My home state of California isn’t the only state in the nation with dumb laws. Having lived and worked in Europe and Latin America for nearly 18 years of my adult life, I love the big-market dynamics of the U.S. What other country affords you a market of 330 million citizens under one currency, one official language and, until recently, one largely uniform business operating environment? Let’s stay united, folks. 

What Will It Take To Improve Diversity at Conferences?

Too many speakers at business events and conferences are white men. And though many organizers, including The Lodging Conference and, I humbly add, Questex, are doing a good job of bringing in more diversity, we still have a long way to go. 

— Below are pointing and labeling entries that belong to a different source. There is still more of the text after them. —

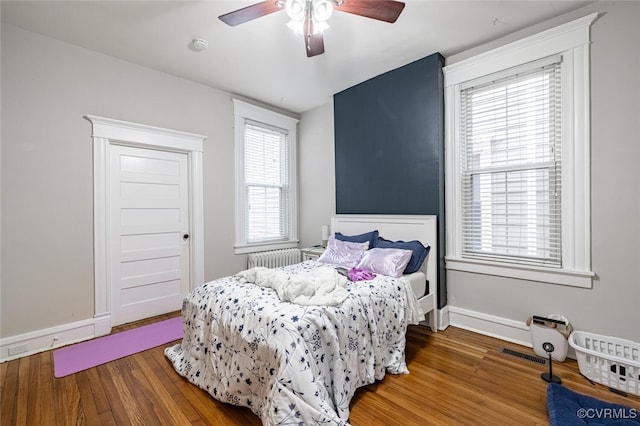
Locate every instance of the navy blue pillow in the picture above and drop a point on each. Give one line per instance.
(420, 252)
(367, 237)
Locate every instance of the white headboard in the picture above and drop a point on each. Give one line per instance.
(397, 227)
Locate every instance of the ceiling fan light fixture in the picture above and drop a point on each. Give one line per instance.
(321, 10)
(295, 9)
(295, 26)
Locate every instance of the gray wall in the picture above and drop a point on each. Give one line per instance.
(611, 307)
(316, 173)
(47, 86)
(47, 205)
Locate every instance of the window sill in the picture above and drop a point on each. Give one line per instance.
(566, 277)
(253, 248)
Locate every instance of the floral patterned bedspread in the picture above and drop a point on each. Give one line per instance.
(293, 364)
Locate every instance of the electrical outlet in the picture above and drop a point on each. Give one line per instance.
(18, 349)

We know that speaking at a conference is an important and essential milestone in career and professional advancement. However, many organizers still struggle to fill their speaking slots with diverse perspective and panelists. The truth is, we can’t do this alone. Therefore, what if we all agreed to pursue the following guidelines to improve gender and racial diversity at our industry’s events:

  1. Publish our goals for number or ratio of gender and racial speakers. Share those goals with the industry, our sponsors, partners and advisory boards and collectively work on the goal together. 
  2. Ask for speaker recommendations from a diverse group of people. Dare I admit that asking a group of white men for speaker recommendations will likely lead us right back to the same speakers we’ve always had. 
  3. Pass the baton. Great speakers are hard to find and we tend to go back to the same well based off performance and seniority. We would all benefit by sharing the stage. 
  4. Stop putting women and people of color on the DE&I panels. A professional woman, LGBTQ or person of color should be given the opportunity to speak about their craft and their expertise. I don’t get asked to speak about what it’s like being a man and frankly we should stop asking others to only speak about their identity at the expense of their expertise. 

Finally, thanks to Harry Javer and the entire Lodging Conference team, as well as the staff at the JW Marriott Desert Ridge, for an incredible stay and impeccable service. We’ve come a long way and through a pandemic. Let’s keep the momentum going.

Alexi Khajavi is group president, travel and hospitality, at Questex.